Some local residents and organizations in Moncton are banding together to help a man who has been a fixture in the community for 40 years and is now going through some tough times.
A series of heartbreaking and unfortunate events has landed Bob Vautour in a tough situation. He has been living without power for months, and is at risk of losing his home.
Vautour is well-known in local football circles and has been honoured with a lifetime achievement award for his work with the Moncton Minor Football Association and local women’s football team. He’s had no power in his house since November, cut off because he couldn’t pay the bill.

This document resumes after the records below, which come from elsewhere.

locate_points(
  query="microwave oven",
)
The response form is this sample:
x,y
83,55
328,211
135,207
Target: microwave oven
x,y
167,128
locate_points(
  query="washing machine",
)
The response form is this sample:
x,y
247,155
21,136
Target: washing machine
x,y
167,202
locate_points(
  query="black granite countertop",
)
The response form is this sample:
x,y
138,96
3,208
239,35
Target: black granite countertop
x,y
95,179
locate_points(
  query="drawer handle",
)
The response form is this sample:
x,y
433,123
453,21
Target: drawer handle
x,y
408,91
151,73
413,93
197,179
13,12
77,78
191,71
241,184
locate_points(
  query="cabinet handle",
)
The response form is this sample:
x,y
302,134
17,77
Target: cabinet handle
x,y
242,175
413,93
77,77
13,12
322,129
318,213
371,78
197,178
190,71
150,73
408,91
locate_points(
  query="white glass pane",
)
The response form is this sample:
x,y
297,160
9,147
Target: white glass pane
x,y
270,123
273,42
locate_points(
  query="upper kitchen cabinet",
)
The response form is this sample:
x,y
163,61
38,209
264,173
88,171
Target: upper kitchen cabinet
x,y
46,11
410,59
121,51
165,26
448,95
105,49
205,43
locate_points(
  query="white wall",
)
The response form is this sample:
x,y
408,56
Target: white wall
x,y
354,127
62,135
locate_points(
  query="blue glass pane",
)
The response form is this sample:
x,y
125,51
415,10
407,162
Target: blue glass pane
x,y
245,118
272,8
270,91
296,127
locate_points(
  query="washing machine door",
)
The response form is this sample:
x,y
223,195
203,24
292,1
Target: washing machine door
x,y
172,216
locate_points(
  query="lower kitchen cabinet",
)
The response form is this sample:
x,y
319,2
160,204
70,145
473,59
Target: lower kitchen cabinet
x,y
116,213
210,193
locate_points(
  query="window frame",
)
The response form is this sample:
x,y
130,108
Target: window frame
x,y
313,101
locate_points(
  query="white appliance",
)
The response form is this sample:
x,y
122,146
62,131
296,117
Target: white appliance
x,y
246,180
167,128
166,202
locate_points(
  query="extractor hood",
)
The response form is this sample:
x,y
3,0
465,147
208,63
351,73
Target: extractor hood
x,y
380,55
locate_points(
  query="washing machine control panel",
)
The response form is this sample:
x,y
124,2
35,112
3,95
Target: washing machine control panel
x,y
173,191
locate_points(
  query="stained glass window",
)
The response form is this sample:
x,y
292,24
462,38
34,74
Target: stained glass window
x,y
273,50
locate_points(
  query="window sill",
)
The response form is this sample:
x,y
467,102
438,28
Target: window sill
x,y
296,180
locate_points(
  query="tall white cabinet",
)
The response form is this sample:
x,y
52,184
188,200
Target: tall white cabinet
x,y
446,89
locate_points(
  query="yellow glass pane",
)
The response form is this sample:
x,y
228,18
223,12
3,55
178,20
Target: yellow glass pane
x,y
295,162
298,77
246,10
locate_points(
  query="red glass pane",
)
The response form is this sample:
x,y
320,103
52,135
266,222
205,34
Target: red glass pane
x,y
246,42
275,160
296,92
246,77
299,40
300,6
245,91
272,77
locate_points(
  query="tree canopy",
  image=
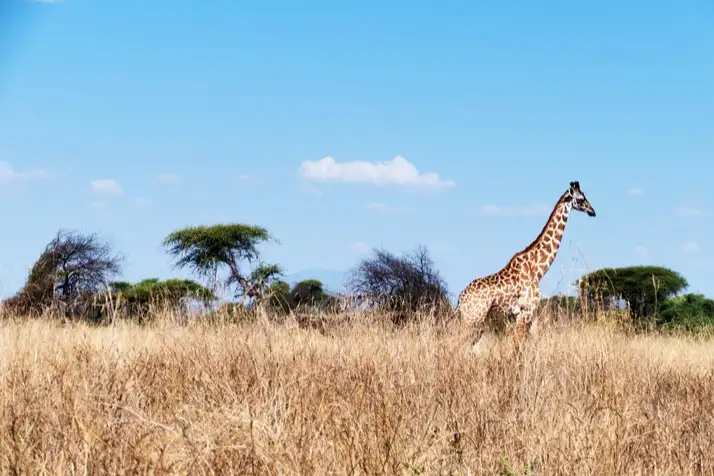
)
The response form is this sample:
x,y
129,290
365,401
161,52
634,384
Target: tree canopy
x,y
644,288
205,249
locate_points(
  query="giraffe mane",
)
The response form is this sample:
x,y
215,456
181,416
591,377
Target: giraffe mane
x,y
542,231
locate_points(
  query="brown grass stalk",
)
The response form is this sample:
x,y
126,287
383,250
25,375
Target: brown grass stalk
x,y
275,398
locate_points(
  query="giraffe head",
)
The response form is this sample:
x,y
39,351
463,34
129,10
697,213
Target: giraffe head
x,y
577,199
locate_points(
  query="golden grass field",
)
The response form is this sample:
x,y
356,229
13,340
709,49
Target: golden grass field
x,y
273,398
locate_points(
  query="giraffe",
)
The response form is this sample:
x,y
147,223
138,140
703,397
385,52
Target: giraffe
x,y
513,291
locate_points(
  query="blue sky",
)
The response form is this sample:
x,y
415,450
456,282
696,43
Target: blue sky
x,y
132,119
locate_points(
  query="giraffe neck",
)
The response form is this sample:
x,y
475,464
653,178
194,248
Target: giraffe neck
x,y
536,259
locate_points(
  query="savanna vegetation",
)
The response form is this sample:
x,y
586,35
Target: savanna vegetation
x,y
238,371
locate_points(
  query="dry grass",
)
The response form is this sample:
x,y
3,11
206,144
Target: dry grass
x,y
359,399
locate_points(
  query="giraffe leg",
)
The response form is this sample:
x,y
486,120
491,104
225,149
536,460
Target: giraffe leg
x,y
474,312
528,302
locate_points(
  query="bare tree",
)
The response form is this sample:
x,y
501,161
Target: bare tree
x,y
402,285
71,270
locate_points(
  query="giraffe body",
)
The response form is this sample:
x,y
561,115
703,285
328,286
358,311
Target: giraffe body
x,y
513,293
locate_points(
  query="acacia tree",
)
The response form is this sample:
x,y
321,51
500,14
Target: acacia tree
x,y
644,288
207,249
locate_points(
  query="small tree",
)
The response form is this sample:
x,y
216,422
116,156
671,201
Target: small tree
x,y
644,288
399,284
206,249
67,275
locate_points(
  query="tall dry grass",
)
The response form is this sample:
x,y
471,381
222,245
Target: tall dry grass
x,y
266,398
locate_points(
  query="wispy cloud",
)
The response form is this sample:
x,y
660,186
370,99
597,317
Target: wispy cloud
x,y
384,208
398,171
311,189
106,187
141,202
687,211
691,247
531,211
361,247
168,177
9,175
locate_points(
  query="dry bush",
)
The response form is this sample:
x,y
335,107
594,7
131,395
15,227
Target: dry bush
x,y
268,398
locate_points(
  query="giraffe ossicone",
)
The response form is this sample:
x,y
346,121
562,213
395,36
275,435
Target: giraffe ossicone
x,y
513,292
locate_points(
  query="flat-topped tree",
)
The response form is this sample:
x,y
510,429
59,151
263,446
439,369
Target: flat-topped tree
x,y
206,249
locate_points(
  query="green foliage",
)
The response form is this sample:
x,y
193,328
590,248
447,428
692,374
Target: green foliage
x,y
204,249
67,275
400,285
306,294
645,288
139,296
260,278
689,311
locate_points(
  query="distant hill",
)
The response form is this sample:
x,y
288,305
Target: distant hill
x,y
332,280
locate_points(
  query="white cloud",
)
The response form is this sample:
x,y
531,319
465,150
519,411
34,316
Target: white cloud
x,y
642,251
141,202
168,177
361,247
690,247
689,212
311,189
106,187
532,211
8,174
398,171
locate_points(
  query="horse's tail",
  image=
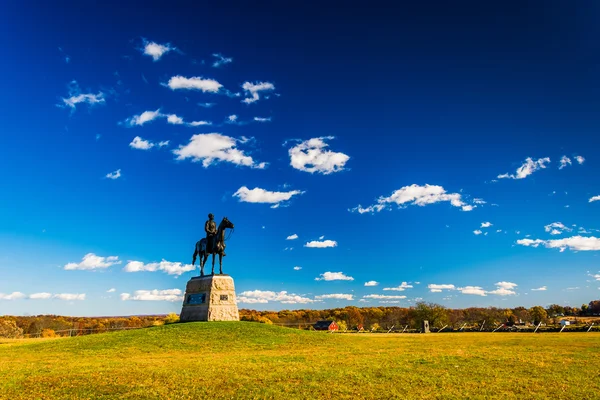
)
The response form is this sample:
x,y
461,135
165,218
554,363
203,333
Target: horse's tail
x,y
196,252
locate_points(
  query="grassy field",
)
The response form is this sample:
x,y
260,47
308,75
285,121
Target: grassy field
x,y
250,360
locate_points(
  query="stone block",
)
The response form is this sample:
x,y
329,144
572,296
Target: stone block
x,y
210,298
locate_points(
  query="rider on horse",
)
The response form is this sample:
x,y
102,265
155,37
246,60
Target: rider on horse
x,y
210,227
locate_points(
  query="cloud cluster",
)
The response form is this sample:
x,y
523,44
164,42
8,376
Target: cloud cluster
x,y
502,289
400,288
334,276
212,148
321,244
579,243
113,175
155,50
173,119
337,296
416,195
258,195
254,90
76,97
142,144
313,156
154,295
265,296
528,168
91,261
194,83
221,60
556,228
171,268
43,296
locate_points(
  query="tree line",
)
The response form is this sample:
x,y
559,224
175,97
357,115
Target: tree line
x,y
368,318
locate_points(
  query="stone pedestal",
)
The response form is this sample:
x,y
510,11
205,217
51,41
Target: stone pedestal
x,y
209,298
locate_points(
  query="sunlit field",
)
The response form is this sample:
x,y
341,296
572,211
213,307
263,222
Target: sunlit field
x,y
251,360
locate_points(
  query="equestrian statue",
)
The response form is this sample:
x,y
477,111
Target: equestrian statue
x,y
213,243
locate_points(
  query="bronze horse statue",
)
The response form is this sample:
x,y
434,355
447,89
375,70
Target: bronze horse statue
x,y
218,247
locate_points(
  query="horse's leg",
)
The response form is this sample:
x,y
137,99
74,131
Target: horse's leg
x,y
202,264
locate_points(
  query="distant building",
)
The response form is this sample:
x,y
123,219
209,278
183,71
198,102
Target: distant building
x,y
326,326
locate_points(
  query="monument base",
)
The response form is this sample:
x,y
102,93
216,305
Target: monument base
x,y
209,298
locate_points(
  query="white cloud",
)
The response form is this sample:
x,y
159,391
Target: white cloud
x,y
12,296
436,288
171,268
416,195
476,290
382,297
504,289
258,195
76,97
154,295
254,89
155,50
337,296
91,261
580,243
334,276
221,60
200,123
194,83
87,98
145,117
69,296
114,175
564,161
143,144
174,119
321,244
556,228
313,156
264,296
400,288
211,148
528,168
40,296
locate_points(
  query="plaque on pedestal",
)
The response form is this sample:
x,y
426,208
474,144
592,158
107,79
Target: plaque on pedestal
x,y
209,298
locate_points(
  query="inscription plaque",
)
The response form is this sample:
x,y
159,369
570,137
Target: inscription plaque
x,y
196,298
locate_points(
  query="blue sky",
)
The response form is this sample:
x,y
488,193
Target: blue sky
x,y
386,139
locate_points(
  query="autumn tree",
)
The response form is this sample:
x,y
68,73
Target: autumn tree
x,y
434,313
538,314
9,329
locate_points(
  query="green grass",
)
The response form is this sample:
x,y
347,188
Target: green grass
x,y
249,360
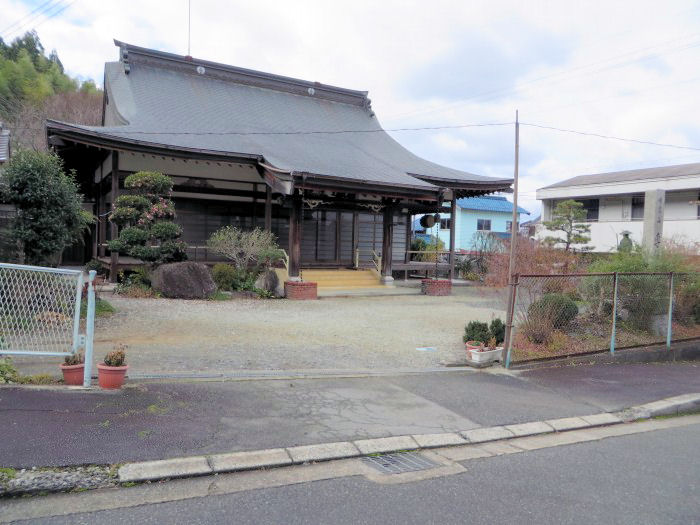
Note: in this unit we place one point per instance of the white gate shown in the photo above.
(40, 310)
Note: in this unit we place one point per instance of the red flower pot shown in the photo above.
(111, 376)
(73, 374)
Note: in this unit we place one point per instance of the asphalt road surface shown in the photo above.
(647, 478)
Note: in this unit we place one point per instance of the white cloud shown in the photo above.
(625, 68)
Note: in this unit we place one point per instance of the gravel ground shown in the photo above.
(40, 481)
(168, 336)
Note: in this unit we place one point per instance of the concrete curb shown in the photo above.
(271, 458)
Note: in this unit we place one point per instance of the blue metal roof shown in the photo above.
(489, 203)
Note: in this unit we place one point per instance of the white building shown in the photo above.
(614, 203)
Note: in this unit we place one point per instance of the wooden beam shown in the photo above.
(295, 219)
(268, 208)
(453, 229)
(114, 258)
(387, 242)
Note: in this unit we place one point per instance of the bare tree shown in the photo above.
(78, 107)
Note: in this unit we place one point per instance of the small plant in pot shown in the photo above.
(110, 373)
(73, 368)
(476, 333)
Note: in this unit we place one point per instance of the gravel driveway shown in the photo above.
(168, 336)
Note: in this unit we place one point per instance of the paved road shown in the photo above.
(649, 478)
(161, 420)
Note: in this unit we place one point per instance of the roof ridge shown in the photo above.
(240, 75)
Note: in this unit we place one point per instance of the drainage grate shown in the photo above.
(400, 462)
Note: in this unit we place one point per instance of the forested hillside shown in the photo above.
(34, 87)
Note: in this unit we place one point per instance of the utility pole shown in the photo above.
(514, 226)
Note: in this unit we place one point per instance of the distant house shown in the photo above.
(488, 213)
(614, 203)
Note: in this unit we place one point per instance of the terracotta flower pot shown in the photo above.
(111, 376)
(73, 374)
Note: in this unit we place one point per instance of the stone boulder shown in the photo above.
(269, 280)
(183, 280)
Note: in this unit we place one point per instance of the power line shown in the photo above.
(48, 16)
(506, 90)
(21, 20)
(609, 137)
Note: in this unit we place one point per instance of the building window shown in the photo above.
(591, 206)
(638, 208)
(483, 225)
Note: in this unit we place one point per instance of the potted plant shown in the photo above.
(492, 352)
(73, 368)
(476, 333)
(110, 374)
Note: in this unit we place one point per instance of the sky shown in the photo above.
(627, 69)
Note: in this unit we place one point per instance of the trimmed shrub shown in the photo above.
(166, 230)
(133, 201)
(224, 276)
(558, 308)
(497, 329)
(476, 331)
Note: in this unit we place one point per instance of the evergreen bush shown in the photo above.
(148, 232)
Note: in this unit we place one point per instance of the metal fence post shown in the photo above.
(614, 328)
(669, 328)
(511, 320)
(89, 330)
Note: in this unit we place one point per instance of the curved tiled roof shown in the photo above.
(164, 99)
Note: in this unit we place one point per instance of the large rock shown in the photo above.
(184, 280)
(269, 280)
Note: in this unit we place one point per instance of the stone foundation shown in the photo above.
(300, 290)
(436, 286)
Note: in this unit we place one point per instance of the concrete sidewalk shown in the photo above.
(54, 427)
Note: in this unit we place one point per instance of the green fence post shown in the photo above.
(614, 328)
(89, 329)
(669, 329)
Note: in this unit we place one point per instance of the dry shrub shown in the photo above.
(531, 258)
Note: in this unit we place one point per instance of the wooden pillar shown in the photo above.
(453, 229)
(268, 208)
(409, 238)
(295, 220)
(96, 228)
(387, 241)
(114, 262)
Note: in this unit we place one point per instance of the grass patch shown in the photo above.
(220, 296)
(37, 379)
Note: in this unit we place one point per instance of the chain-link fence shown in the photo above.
(565, 315)
(40, 312)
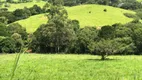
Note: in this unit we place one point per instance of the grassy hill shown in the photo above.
(96, 17)
(71, 67)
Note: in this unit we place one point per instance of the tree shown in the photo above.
(18, 42)
(46, 7)
(3, 20)
(84, 37)
(8, 45)
(3, 30)
(56, 35)
(17, 28)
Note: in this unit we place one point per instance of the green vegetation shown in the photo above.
(97, 17)
(77, 67)
(22, 5)
(33, 22)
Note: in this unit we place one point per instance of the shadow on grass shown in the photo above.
(107, 59)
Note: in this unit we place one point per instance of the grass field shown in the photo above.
(32, 23)
(97, 17)
(71, 67)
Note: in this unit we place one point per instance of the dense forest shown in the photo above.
(63, 35)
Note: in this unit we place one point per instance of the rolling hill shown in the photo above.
(88, 15)
(22, 5)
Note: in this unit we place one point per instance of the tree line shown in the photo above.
(125, 4)
(62, 35)
(20, 14)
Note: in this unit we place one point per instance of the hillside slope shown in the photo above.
(88, 15)
(94, 15)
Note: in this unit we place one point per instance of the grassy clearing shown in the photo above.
(97, 17)
(71, 67)
(32, 23)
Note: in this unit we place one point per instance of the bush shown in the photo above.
(8, 45)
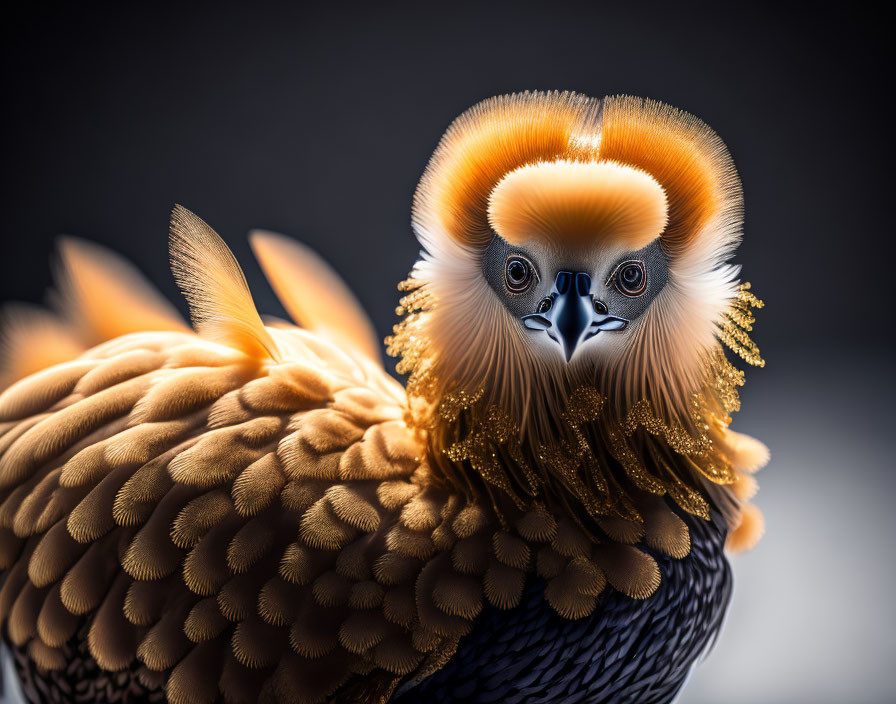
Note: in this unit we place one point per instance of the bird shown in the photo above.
(250, 509)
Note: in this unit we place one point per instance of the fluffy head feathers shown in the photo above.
(577, 202)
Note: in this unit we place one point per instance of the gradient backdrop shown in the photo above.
(317, 122)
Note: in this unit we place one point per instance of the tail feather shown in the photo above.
(103, 296)
(215, 287)
(313, 294)
(32, 339)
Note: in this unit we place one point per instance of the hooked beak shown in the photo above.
(568, 315)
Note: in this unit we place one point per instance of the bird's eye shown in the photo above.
(631, 278)
(518, 274)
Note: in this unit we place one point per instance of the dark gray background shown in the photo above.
(317, 122)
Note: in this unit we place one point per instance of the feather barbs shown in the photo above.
(214, 285)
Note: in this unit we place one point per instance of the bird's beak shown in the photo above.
(568, 315)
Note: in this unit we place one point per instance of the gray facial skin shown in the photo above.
(600, 266)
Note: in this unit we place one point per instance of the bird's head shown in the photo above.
(567, 315)
(571, 240)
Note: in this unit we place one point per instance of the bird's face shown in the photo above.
(570, 241)
(572, 301)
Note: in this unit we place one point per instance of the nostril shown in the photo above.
(583, 283)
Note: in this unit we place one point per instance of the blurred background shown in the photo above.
(318, 121)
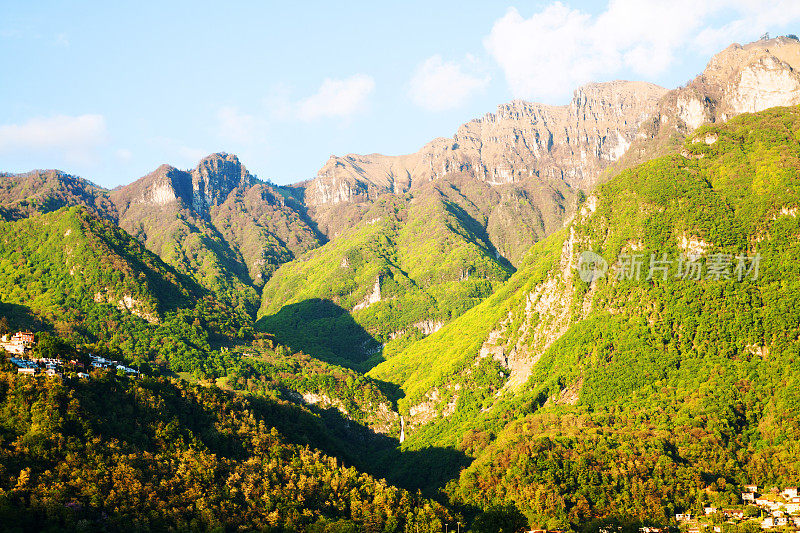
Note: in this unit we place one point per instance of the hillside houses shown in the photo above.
(18, 343)
(22, 342)
(778, 509)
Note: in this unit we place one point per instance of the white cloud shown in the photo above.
(337, 98)
(438, 85)
(238, 127)
(73, 138)
(124, 155)
(191, 156)
(559, 48)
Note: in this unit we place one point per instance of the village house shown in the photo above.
(733, 513)
(25, 337)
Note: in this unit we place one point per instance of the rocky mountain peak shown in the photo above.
(740, 79)
(215, 177)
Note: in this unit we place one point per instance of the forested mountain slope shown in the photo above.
(629, 396)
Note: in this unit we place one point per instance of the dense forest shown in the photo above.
(376, 392)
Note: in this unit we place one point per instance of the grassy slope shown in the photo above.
(697, 380)
(432, 262)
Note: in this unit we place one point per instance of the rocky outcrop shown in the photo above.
(207, 186)
(215, 178)
(574, 143)
(521, 140)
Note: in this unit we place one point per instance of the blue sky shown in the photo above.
(109, 91)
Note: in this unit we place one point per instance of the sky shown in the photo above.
(110, 90)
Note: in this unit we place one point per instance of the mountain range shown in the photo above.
(426, 316)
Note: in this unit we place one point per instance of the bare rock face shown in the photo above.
(205, 187)
(525, 141)
(522, 140)
(215, 178)
(740, 79)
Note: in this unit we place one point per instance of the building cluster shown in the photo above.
(22, 342)
(19, 343)
(776, 510)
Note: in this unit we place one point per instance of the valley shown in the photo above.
(409, 343)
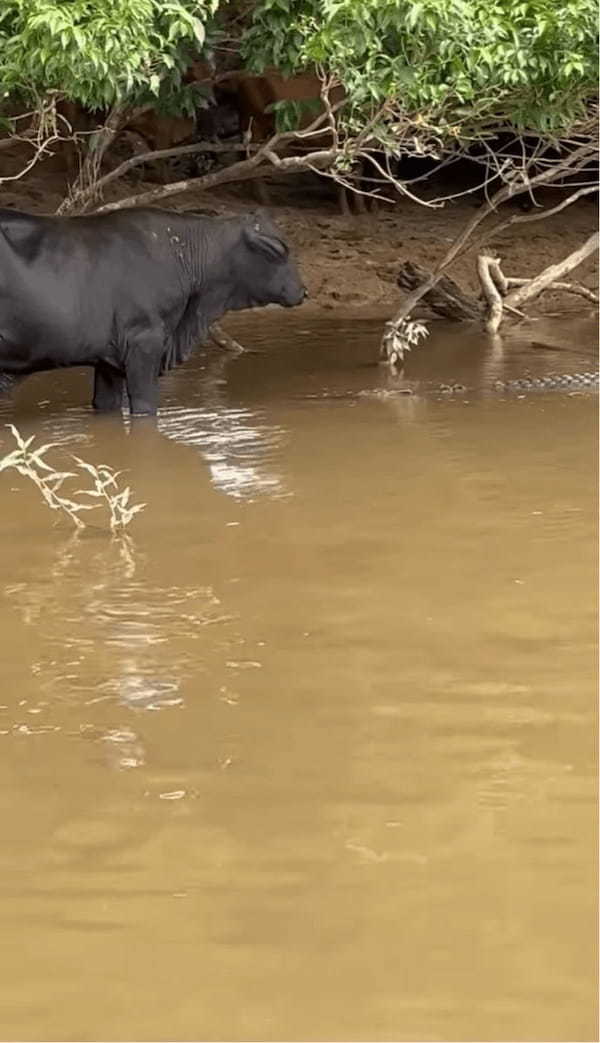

His heartbreaking story goes back more than a year ago with the death of Diane, his wife of 34 years. He had to use the bulk of his $8,000 in savings to cover her funeral. Then he lost his job as a commissionaire, meaning he couldn’t make his power or mortgage payments. Social assistance his $315 survivor benefit from his $567 monthly check as well. Vautour has found some part-time work but is speaking out so people can understand what’s going on.
“This can happen in the blink of an eye”, he said. “You know, one month you’re fine and two months later you’re in this mess”.
Through it all Vautour continues to persevere. He’s using generators to try to keep things thawed and to heat at least one room for him and his dogs.
“I’ve just basically been winter camping for the last two months”, he said
According to Vautour, the next couple of days will be a true challenge.
“You know, you see your breath and it’s just so cold but I’ve been able to move generators around and heaters around and try to keep the pipes from freezing although this weekend is going to be the coldest weekend so far so it’ll be a test to see if we can keep this place running decent”.
Vautour isn’t alone though. The non-profit group Big Hearts Small City has stepped in to help.
“(We’re) trying to help cover his power bill and help him with his mortgage so that he doesn’t become homeless, and without having power, he could freeze to death in the winter time so we’re trying to help him get out of that hole he’s in”, spokesperson Jason Surette said.
Vautour also has some extra inspiration in the memory of his late wife.
“You almost think that you want to pull through this just for her to show her that you can do it, right? So that she sees that you know you’re not going to lose everything.”
For anyone who wants to help Vautour. A GoFundMe page has been set up and donations are also being accepted at any CIBC branch or by getting in touch with Big Hearts Small City at email@example.com.
Vautour is hoping to raise $1,400 for the restoration of his power, and $5,300 so he can keep his home before it goes to auction.